Seine Beliebtheit in den Schulen sowie Vereinen hat bei ihm Spuren hinterlassen. Er schätzt die „Menschlichkeit, die ich in Deutschland erfahren habe“. Diese hat er selbst nicht nur als Tischtennisspieler und Lehrer zurückgegeben, sondern auch, indem er im Jahr 2015 Asylbewerbern half, als diese vermehrt nach Bayern kamen.
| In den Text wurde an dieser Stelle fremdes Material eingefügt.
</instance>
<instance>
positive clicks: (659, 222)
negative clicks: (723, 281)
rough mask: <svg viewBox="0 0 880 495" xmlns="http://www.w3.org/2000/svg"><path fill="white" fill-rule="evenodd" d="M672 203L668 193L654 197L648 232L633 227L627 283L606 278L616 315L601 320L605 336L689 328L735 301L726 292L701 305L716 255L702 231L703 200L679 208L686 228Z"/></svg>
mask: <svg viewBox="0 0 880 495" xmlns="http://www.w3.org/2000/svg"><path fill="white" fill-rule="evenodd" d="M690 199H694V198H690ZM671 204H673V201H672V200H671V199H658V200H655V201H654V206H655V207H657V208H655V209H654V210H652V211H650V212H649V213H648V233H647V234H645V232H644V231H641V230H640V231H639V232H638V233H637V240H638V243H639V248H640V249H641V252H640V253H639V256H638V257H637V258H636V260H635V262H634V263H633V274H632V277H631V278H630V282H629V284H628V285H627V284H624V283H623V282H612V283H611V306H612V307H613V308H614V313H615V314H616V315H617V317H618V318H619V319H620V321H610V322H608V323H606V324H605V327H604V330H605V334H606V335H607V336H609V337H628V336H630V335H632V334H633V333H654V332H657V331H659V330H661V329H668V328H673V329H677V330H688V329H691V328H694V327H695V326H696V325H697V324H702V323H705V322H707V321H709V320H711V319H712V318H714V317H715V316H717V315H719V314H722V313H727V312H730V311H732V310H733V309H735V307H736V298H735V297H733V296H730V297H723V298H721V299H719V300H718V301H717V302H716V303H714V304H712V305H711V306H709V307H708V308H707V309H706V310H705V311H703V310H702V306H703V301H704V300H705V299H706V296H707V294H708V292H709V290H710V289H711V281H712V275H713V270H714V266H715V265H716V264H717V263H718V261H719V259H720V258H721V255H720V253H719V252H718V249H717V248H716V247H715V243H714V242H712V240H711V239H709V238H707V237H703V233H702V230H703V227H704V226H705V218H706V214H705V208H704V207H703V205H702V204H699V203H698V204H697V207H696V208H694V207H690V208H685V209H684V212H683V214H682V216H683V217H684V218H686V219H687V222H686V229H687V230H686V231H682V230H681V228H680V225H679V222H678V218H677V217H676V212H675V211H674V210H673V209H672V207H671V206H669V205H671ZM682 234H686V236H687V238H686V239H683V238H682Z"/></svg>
Kontakte in den Irak hat der ledige Mann keine mehr. Seine Eltern leben nicht mehr.



Mit Wehmut denkt er daran zurück, „dass meiner krebskranken Schwester im Irak nicht geholfen werden konnte und sie so verstarb“. Munir Jassem bezeichnet nach 18 Jahren Leben in Ingolstadt und Umgebung Deutschland als seine Heimat und will die deutsche Staatsbürgerschaft beantragen. Wenn Jassem immer wieder einmal als „Musterbeispiel für gelungene Integration“ hingestellt wird, fühlt er sich in diesem Schritt bestärkt.